This book studies major works of literature from classical antiquity to the present that reflect crises in the evolution of Western law: the move from a prelegal to a legal society in The Eumenides, the Christianization of Germanic law in Njal’s Saga, the disenchantment with medieval customary law in Reynard the Fox, the reception of Roman law in a variety of Renaissance texts, the conflict between law and equity in Antigone and The Merchant of Venice, the eighteenth-century codification controversy in the works of Kleist, the modern debate between “pure” and “free” law in Kafka’s The Trial and other fin-de-siècle works, and the effects of totalitarianism, the theory of universal guilt, and anarchism in the twentieth century.
Using principles from the anthropological theory of legal evolution, the book locates the works in their legal contexts and traces through them the gradual dissociation over the centuries of law and morality. It thereby associates and illuminates these masterpieces from an original point of view and contributes a new dimension to the study of literature and law.

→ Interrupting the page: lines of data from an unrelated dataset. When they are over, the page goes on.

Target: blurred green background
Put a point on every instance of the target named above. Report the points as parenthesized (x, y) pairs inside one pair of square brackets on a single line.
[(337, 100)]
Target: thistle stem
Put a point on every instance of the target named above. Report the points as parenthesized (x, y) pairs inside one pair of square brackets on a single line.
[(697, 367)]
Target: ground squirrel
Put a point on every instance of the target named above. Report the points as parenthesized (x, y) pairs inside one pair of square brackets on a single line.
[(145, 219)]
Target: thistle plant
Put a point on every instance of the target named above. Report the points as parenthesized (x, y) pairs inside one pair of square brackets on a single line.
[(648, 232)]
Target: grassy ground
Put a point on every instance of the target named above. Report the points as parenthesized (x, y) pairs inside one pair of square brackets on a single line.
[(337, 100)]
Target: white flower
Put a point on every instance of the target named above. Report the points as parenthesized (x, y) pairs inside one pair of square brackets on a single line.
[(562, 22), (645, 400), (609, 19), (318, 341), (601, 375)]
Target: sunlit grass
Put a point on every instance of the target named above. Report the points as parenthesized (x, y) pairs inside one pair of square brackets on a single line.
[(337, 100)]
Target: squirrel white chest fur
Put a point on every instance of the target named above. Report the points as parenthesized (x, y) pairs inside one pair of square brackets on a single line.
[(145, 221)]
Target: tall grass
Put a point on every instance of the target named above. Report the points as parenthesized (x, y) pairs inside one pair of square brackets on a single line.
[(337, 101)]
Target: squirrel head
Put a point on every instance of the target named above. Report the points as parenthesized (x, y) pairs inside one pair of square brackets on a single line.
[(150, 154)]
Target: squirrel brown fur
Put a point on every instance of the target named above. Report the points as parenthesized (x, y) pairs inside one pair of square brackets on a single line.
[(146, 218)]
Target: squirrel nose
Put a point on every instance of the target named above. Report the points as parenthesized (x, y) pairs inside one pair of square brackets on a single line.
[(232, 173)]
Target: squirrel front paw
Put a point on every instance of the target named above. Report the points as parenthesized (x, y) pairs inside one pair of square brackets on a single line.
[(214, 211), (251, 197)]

In contrast to prevailing adherents of Law-and-Literature, this book professes Literature-and-Law, in which the emphasis is historical rather than theoretical, substantive rather than rhetorical, and literary rather than legal. Instead of adducing the literary work to illustrate debates about modern law, this book consults the history of law as an essential aid to the understanding of the literary text and its conflicts.